In its new report, "Ensuring effective access to appropriate and affordable dispute resolution", launched in Edinburgh yesterday evening, the group calls for a radical rethink on how the civil justice system can be reformed to make it more fit for purpose and user-friendly.


In order to ensure that resources are invested in the most efficient and effective way, the group is urging the Scottish Government to take a system-wide approach to future reforms and to look at how the different elements of civil justice – including the courts, tribunals, and alternative dispute resolution, as well as information and support for those with disputes – can best be structured to ensure those with disputes can access the most appropriate solution for their particular problem and circumstances.

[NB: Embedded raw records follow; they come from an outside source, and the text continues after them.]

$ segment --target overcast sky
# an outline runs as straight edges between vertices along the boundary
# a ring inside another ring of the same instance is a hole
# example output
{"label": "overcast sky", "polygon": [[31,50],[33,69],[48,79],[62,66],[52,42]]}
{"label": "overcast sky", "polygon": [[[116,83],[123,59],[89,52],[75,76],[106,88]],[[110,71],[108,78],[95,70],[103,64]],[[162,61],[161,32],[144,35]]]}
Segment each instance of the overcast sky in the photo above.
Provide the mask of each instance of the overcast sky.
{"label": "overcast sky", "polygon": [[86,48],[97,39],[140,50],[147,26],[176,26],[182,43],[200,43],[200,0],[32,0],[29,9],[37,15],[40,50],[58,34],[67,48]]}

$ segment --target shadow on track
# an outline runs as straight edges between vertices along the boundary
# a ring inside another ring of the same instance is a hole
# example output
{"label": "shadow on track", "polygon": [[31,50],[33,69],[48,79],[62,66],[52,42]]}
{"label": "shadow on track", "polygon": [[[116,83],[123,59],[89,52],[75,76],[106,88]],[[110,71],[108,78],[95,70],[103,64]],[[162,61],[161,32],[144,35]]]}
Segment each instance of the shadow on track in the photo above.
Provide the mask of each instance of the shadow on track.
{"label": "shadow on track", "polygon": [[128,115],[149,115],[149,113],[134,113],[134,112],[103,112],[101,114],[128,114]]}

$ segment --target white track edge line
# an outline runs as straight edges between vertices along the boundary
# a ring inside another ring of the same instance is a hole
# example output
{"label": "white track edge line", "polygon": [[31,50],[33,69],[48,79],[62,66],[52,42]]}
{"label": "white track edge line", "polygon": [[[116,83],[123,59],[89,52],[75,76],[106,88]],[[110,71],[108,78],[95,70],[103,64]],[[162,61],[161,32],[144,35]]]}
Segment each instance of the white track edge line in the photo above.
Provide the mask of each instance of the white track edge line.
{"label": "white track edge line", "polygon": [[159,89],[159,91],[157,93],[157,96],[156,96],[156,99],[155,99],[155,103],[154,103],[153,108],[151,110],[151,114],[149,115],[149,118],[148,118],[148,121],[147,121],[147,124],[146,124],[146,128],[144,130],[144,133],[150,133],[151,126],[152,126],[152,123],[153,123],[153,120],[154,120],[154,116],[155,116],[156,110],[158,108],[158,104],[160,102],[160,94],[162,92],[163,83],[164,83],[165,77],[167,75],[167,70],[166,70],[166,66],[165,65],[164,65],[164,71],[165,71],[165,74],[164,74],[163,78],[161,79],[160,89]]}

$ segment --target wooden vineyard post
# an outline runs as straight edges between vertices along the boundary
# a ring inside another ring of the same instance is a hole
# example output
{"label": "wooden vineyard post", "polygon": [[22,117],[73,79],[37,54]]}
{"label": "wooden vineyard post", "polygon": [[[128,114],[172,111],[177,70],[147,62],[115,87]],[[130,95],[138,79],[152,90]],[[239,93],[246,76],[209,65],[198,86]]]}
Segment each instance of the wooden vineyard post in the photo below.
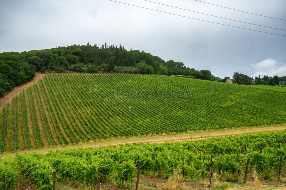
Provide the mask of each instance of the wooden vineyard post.
{"label": "wooden vineyard post", "polygon": [[282,158],[283,157],[282,156],[280,157],[280,163],[279,164],[279,174],[278,175],[278,178],[279,179],[280,179],[280,177],[281,177],[281,173],[282,173],[281,170],[282,170]]}
{"label": "wooden vineyard post", "polygon": [[213,172],[214,170],[214,162],[213,161],[212,162],[212,166],[210,169],[210,184],[206,186],[207,187],[209,187],[212,185],[212,173]]}
{"label": "wooden vineyard post", "polygon": [[98,169],[97,172],[97,190],[100,189],[100,169]]}
{"label": "wooden vineyard post", "polygon": [[6,189],[6,175],[3,175],[2,176],[3,180],[2,184],[3,186],[2,188],[3,190],[5,190]]}
{"label": "wooden vineyard post", "polygon": [[184,156],[183,156],[183,177],[185,177],[185,173],[184,171]]}
{"label": "wooden vineyard post", "polygon": [[55,171],[54,171],[53,174],[53,190],[55,190]]}
{"label": "wooden vineyard post", "polygon": [[140,175],[140,167],[138,167],[137,169],[138,170],[137,171],[137,180],[136,180],[136,190],[138,190],[139,187],[139,177]]}
{"label": "wooden vineyard post", "polygon": [[244,183],[246,182],[246,178],[247,177],[247,170],[248,170],[248,167],[249,165],[249,159],[247,159],[247,162],[246,164],[246,168],[245,168],[245,174],[244,175]]}

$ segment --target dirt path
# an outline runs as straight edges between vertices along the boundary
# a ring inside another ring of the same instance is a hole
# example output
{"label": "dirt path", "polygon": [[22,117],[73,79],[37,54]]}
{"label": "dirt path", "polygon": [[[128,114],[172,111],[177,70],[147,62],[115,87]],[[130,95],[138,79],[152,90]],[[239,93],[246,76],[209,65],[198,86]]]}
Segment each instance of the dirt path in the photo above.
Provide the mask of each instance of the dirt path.
{"label": "dirt path", "polygon": [[45,74],[36,73],[35,77],[30,81],[21,86],[15,87],[8,94],[5,96],[4,97],[0,98],[0,109],[2,108],[3,106],[7,105],[8,102],[12,99],[13,96],[24,89],[28,88],[31,85],[37,82],[41,78],[45,76]]}
{"label": "dirt path", "polygon": [[[98,142],[88,143],[83,143],[67,146],[54,147],[48,148],[35,150],[27,150],[17,152],[18,153],[32,153],[34,152],[45,153],[49,150],[55,151],[72,149],[79,148],[97,148],[100,147],[118,146],[120,144],[125,144],[133,143],[160,143],[166,141],[180,141],[197,140],[212,137],[227,135],[257,133],[266,131],[271,131],[286,130],[286,125],[264,126],[258,127],[245,128],[238,129],[219,130],[215,131],[207,131],[195,132],[192,133],[183,133],[173,135],[156,135],[142,137],[136,137],[130,138],[121,138],[116,139],[104,140]],[[16,155],[16,152],[7,153],[0,154],[0,157],[3,157],[7,154],[12,156]]]}

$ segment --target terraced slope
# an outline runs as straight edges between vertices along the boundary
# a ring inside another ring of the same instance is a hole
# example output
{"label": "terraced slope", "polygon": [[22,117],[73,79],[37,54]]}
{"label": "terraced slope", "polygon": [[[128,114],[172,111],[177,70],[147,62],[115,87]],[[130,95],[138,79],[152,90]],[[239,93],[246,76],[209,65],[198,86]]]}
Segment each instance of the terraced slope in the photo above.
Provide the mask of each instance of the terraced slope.
{"label": "terraced slope", "polygon": [[284,124],[285,98],[272,91],[162,75],[48,74],[1,111],[1,151]]}
{"label": "terraced slope", "polygon": [[262,85],[261,84],[245,85],[245,86],[286,93],[286,87],[282,86],[270,86],[268,85]]}

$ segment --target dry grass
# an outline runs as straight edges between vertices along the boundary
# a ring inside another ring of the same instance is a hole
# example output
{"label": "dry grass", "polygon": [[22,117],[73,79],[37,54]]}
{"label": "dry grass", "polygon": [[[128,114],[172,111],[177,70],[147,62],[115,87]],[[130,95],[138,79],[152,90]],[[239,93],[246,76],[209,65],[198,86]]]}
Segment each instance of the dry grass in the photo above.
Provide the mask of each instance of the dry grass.
{"label": "dry grass", "polygon": [[160,183],[157,187],[160,189],[168,190],[186,190],[188,189],[182,183],[181,177],[177,172],[175,172],[174,175],[168,180],[167,183]]}
{"label": "dry grass", "polygon": [[261,181],[258,178],[257,173],[255,169],[253,169],[252,171],[252,177],[253,178],[253,179],[251,183],[252,185],[256,187],[261,187],[262,185]]}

The group's recommendations include:

  • the development of a "triage" approach to civil justice problems, aiming to ensure that users are directed to the most appropriate pathway for the resolution of their problem;
  • the creation of a web-based system bringing together information on rights, responsibilities, sources of help, and advice and options for dispute resolution;
  • funding to pilot more proactive public legal education initiatives to build legal capability amongst particular groups, especially the more vulnerable;
  • the introduction of new court rules to encourage, but not compel, parties to seek to resolve their dispute by mediation or another form of alternative dispute resolution, prior to going to court;
  • a mediation scheme which could be accessed before a court action is raised, as well as being available to the court;
  • the need for a clear separation between civil and criminal business in the third tier of civil jurisdiction proposed by the Gill review;
  • the third tier should operate within a simplified process, with plain English, user-friendly rules, and clear, simple forms. Efforts should also be made to ensure the culture of the third tier is not intimidating for litigants;
  • the establishment of a specialist jurisdiction to deal with housing cases (a point expressly rejected by Gill);
  • a Scottish Government review of the way in which family cases are dealt with, including the rules and procedures which should apply, with consideration being given to a more interventionist approach;
  • national roll out of in-court advice services, although these should not necessarily be based within individual courts.

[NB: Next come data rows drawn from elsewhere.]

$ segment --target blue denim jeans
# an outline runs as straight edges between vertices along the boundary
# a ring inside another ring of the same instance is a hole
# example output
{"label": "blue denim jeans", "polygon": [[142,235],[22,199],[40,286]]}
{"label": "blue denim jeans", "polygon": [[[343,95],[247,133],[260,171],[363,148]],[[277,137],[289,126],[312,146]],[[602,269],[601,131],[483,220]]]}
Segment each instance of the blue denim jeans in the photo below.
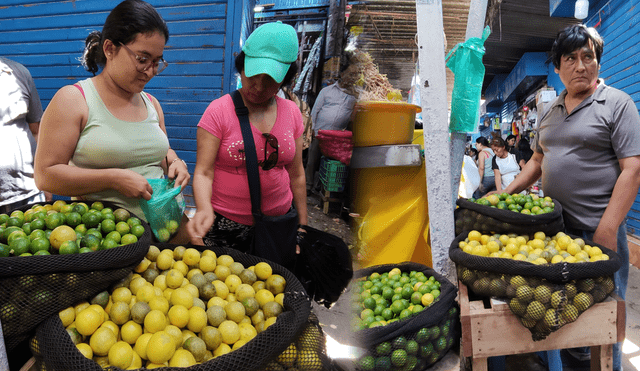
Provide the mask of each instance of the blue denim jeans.
{"label": "blue denim jeans", "polygon": [[[595,231],[587,231],[573,228],[566,228],[566,232],[580,236],[585,240],[593,240],[593,234]],[[625,300],[627,292],[627,284],[629,283],[629,245],[627,243],[627,226],[626,219],[622,221],[620,228],[618,228],[618,255],[622,260],[622,267],[614,274],[614,281],[616,288],[614,292]],[[576,348],[573,353],[588,353],[589,348]],[[619,371],[622,367],[622,343],[616,343],[613,345],[613,370]]]}

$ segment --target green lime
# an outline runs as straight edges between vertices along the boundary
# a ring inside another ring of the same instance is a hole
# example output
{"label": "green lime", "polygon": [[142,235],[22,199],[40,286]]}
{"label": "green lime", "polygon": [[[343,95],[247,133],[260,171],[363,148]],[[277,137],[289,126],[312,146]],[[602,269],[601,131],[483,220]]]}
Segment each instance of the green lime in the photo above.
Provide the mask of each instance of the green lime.
{"label": "green lime", "polygon": [[75,241],[64,241],[58,252],[60,255],[77,254],[80,249]]}
{"label": "green lime", "polygon": [[135,224],[131,227],[131,234],[140,238],[144,234],[144,227],[142,224]]}
{"label": "green lime", "polygon": [[391,353],[391,343],[388,341],[382,342],[376,346],[376,354],[379,356],[386,356]]}
{"label": "green lime", "polygon": [[39,237],[31,241],[29,251],[31,251],[32,254],[35,254],[38,251],[49,251],[50,248],[51,244],[49,243],[49,240],[44,237]]}
{"label": "green lime", "polygon": [[122,245],[130,245],[132,243],[138,242],[138,237],[132,235],[131,233],[127,233],[120,239],[120,244]]}
{"label": "green lime", "polygon": [[30,241],[26,237],[16,238],[9,243],[9,247],[13,250],[13,255],[22,255],[29,252]]}
{"label": "green lime", "polygon": [[113,240],[116,241],[117,243],[120,243],[120,240],[122,239],[122,236],[120,236],[120,233],[118,233],[117,231],[113,231],[113,232],[109,232],[107,234],[107,236],[105,237],[106,240]]}
{"label": "green lime", "polygon": [[112,219],[104,219],[102,222],[100,222],[100,230],[104,234],[109,234],[116,230],[116,222],[114,222]]}
{"label": "green lime", "polygon": [[407,351],[404,349],[396,349],[391,354],[391,363],[396,367],[402,367],[407,363]]}

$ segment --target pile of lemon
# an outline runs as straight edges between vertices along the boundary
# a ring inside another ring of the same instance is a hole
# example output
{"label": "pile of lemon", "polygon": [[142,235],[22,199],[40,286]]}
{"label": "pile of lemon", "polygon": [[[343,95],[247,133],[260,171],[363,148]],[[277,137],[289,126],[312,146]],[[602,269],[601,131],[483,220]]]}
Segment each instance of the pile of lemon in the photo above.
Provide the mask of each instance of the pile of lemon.
{"label": "pile of lemon", "polygon": [[571,238],[563,232],[547,236],[536,232],[533,238],[517,234],[482,234],[476,230],[458,244],[472,255],[527,261],[537,265],[585,263],[609,260],[598,246],[587,245],[582,238]]}
{"label": "pile of lemon", "polygon": [[146,257],[109,292],[59,313],[103,368],[188,367],[238,349],[283,312],[285,279],[268,263],[178,246]]}

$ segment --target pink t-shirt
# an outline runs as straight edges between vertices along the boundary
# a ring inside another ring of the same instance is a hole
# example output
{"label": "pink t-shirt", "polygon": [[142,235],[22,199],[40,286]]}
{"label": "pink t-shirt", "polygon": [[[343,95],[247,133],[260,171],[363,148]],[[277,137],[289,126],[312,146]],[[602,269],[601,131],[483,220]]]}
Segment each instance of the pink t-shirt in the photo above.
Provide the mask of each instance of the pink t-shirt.
{"label": "pink t-shirt", "polygon": [[[272,216],[284,215],[291,207],[293,193],[286,166],[293,161],[296,154],[295,139],[302,136],[304,131],[298,106],[279,97],[276,97],[276,103],[278,115],[270,133],[278,139],[278,163],[271,170],[265,171],[261,167],[258,170],[262,213]],[[252,225],[244,141],[231,96],[227,94],[211,102],[198,127],[220,139],[220,149],[214,165],[211,195],[213,209],[235,222]],[[260,130],[251,125],[251,131],[256,143],[258,162],[264,161],[265,146],[267,157],[274,149],[267,144]]]}

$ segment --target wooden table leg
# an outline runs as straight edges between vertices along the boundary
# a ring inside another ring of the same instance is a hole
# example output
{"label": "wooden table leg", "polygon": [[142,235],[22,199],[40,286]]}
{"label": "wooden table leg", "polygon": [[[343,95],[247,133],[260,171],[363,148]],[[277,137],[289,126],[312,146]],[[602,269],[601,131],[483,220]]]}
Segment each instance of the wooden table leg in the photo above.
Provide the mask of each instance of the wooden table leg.
{"label": "wooden table leg", "polygon": [[591,347],[591,370],[613,370],[613,344]]}

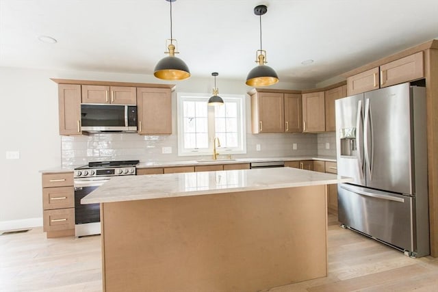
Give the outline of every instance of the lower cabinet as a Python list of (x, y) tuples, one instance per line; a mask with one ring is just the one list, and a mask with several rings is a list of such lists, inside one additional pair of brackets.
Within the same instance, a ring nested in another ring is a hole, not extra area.
[(47, 238), (75, 235), (73, 172), (43, 174), (43, 230)]

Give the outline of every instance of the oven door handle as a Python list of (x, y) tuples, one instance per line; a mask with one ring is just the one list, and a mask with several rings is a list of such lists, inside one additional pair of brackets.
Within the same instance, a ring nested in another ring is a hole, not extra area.
[(99, 181), (75, 181), (73, 185), (75, 185), (75, 189), (80, 189), (85, 187), (99, 187), (103, 185), (109, 179), (101, 179)]

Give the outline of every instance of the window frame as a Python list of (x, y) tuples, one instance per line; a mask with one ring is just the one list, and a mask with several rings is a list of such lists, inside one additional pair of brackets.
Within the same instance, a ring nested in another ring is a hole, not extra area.
[[(207, 105), (211, 94), (205, 93), (178, 92), (177, 94), (177, 118), (178, 128), (178, 156), (203, 156), (213, 154), (213, 143), (216, 136), (215, 130), (215, 107)], [(246, 113), (244, 94), (224, 94), (220, 97), (225, 103), (233, 102), (237, 104), (237, 140), (240, 142), (237, 147), (219, 147), (216, 150), (219, 155), (230, 155), (246, 153)], [(184, 145), (184, 120), (183, 102), (185, 101), (205, 101), (207, 107), (207, 132), (208, 148), (195, 150), (185, 148)], [(240, 129), (240, 131), (239, 131)]]

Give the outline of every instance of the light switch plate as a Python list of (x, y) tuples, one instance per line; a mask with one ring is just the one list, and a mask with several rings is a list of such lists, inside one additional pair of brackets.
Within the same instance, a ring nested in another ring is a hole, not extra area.
[(172, 153), (172, 147), (162, 147), (162, 152), (163, 154), (170, 154)]
[(6, 151), (6, 159), (19, 159), (20, 151)]

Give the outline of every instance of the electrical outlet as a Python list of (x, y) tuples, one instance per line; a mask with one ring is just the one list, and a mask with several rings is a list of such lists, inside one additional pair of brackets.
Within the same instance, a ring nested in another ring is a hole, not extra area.
[(6, 151), (6, 159), (19, 159), (20, 151)]
[(172, 147), (162, 147), (162, 153), (163, 153), (163, 154), (170, 154), (170, 153), (172, 153)]

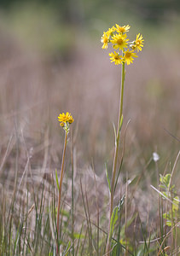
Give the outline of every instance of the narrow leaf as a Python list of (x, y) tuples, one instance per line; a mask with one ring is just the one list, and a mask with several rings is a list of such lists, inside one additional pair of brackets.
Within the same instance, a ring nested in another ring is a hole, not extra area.
[(58, 181), (58, 177), (57, 177), (57, 169), (55, 169), (55, 182), (56, 182), (57, 189), (59, 190), (60, 186), (59, 186), (59, 181)]
[(108, 183), (108, 189), (109, 189), (109, 192), (111, 194), (111, 183), (110, 183), (110, 179), (109, 179), (109, 177), (108, 177), (107, 164), (105, 164), (105, 168), (106, 168), (106, 176), (107, 176), (107, 183)]

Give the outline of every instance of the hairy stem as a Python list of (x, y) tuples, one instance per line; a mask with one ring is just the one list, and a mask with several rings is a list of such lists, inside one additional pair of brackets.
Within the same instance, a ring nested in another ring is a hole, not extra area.
[(59, 183), (59, 196), (58, 196), (58, 206), (57, 206), (57, 242), (56, 242), (56, 254), (59, 253), (59, 235), (60, 235), (60, 206), (61, 206), (61, 187), (62, 187), (62, 179), (64, 174), (64, 160), (65, 160), (65, 154), (67, 148), (67, 131), (65, 132), (65, 140), (64, 140), (64, 148), (62, 154), (62, 161), (61, 161), (61, 177), (60, 177), (60, 183)]
[(119, 100), (119, 121), (118, 121), (118, 128), (116, 134), (116, 143), (115, 143), (115, 149), (114, 149), (114, 156), (113, 156), (113, 176), (111, 180), (111, 195), (110, 195), (110, 207), (109, 207), (109, 230), (108, 230), (108, 238), (107, 244), (107, 255), (110, 255), (110, 248), (111, 248), (111, 234), (110, 233), (110, 223), (111, 223), (111, 216), (113, 209), (113, 195), (114, 195), (114, 184), (115, 184), (115, 177), (116, 177), (116, 170), (117, 170), (117, 161), (118, 161), (118, 154), (119, 148), (119, 141), (120, 141), (120, 125), (121, 120), (123, 118), (123, 98), (124, 98), (124, 84), (125, 84), (125, 62), (122, 63), (122, 73), (121, 73), (121, 91), (120, 91), (120, 100)]

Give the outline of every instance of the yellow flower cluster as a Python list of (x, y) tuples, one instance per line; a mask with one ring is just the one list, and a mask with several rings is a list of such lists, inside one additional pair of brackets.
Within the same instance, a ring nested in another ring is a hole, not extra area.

The report also calls on the Scottish Government to ensure that the full range of relevant interests should be given the opportunity to provide sufficient input to future civil justice reform. It will now be submitted to the Scottish Government to support its implementation of the Gill review proposals.

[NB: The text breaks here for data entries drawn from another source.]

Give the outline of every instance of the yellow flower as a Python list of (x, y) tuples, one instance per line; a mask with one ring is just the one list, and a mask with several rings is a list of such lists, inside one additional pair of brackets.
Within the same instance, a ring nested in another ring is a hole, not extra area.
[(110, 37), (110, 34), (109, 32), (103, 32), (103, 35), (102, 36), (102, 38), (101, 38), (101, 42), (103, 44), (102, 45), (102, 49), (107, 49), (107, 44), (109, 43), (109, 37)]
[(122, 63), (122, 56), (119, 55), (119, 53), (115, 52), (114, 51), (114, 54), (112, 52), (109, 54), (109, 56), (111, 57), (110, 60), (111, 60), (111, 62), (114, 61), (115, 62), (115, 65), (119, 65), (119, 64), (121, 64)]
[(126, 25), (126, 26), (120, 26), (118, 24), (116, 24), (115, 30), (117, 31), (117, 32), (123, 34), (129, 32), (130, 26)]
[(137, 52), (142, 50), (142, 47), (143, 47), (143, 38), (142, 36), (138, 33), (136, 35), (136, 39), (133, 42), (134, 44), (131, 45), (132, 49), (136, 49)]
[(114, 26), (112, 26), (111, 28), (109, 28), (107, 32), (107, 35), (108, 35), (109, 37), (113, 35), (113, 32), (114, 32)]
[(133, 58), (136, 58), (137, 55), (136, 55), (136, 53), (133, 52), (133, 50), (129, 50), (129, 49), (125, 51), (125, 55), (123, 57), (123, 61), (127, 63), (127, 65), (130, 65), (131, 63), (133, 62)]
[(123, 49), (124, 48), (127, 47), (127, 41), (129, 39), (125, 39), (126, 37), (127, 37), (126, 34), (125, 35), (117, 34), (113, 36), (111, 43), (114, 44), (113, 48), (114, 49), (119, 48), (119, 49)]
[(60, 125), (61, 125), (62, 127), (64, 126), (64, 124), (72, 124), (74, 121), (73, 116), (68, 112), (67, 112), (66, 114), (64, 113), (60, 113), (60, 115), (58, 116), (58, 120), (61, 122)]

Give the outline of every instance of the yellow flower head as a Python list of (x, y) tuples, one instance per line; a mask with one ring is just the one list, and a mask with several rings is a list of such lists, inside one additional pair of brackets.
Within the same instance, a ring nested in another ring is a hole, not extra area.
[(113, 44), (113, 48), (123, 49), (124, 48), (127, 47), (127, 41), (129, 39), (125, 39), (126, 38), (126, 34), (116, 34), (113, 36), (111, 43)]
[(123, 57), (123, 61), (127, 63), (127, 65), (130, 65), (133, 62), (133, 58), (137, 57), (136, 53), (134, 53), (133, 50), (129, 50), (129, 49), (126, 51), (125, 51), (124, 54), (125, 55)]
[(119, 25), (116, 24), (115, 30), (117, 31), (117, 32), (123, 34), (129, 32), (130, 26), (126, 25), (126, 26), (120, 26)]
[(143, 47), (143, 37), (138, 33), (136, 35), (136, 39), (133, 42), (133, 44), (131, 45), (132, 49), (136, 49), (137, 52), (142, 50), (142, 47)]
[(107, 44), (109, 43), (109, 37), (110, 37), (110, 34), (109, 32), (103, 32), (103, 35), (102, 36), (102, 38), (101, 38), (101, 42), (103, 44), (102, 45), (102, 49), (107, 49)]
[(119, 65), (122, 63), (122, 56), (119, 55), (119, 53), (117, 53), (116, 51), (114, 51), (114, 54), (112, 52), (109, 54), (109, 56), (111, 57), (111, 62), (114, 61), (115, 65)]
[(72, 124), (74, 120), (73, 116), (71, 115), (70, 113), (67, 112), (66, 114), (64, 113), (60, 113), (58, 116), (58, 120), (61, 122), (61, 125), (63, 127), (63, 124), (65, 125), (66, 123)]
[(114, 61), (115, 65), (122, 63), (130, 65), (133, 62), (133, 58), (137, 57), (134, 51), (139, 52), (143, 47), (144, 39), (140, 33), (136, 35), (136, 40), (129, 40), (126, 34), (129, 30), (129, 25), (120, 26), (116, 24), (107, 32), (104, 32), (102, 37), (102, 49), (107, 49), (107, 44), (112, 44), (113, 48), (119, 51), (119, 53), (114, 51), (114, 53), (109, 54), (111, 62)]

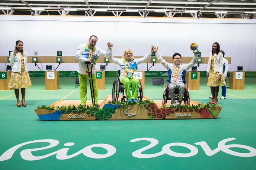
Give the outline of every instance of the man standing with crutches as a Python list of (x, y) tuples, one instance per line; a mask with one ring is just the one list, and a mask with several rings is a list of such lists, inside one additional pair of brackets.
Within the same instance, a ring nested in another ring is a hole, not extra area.
[[(99, 107), (98, 104), (98, 88), (97, 86), (96, 81), (96, 71), (95, 66), (91, 63), (95, 63), (96, 60), (93, 61), (92, 58), (94, 53), (97, 53), (100, 56), (108, 57), (109, 54), (112, 52), (112, 43), (108, 43), (108, 48), (106, 51), (104, 51), (99, 48), (95, 46), (98, 38), (96, 36), (92, 35), (90, 37), (88, 43), (87, 44), (82, 44), (79, 47), (76, 55), (76, 59), (79, 61), (79, 68), (77, 70), (78, 76), (79, 79), (80, 100), (81, 104), (86, 105), (87, 100), (87, 88), (86, 86), (87, 79), (89, 78), (88, 72), (90, 72), (92, 76), (91, 78), (92, 81), (90, 81), (90, 88), (92, 90), (91, 91), (93, 101), (93, 104), (95, 102), (95, 105)], [(90, 63), (87, 65), (86, 63)], [(87, 69), (88, 69), (87, 70)], [(93, 94), (94, 94), (95, 99), (93, 99)]]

Lord Coulsfield said the Group’s aim was to make the civil legal process more effective and efficient as well as easier for its users. “I hope that we have made suggestions which will contribute to the creation of a system which will encourage the resolution of disputes by agreement wherever possible, but also provide for an unintimidating and accessible – and efficient – court procedure where agreement cannot be reached", he commented.

“Our intention was, through taking a broader look at the experience of people who need the help of the civil justice system, to make recommendations that will spare those who do not need to go to court from having to do so, and reduce the stress for those who do.”

Minister for Community Safety, Fergus Ewing MSP, said the Group was putting forward an important set of options. “Scotland’s civil justice system must be open to all who need it and has to offer support that is neither too slow nor too intimidating for users.

“I would like to thank the Civil Justice Advisory Group under Lord Coulsfield for their work. They have given us a series of very helpful recommendations for future reform, which we shall now consider as part of our approach to reforming the wider civil justice system.”

The group's membership included representatives from the Law Society of Scotland, Faculty of Advocates, Scottish Court Service, Consumer Focus Scotland, Citizens’ Advice Scotland, Scottish Legal Aid Board, Scottish Association of Law Centres, Scottish Mediation Network, and the Scottish Committee of the Administrative Justice and Tribunals Council, as well as Professor Alan Paterson from the University of Strathclyde.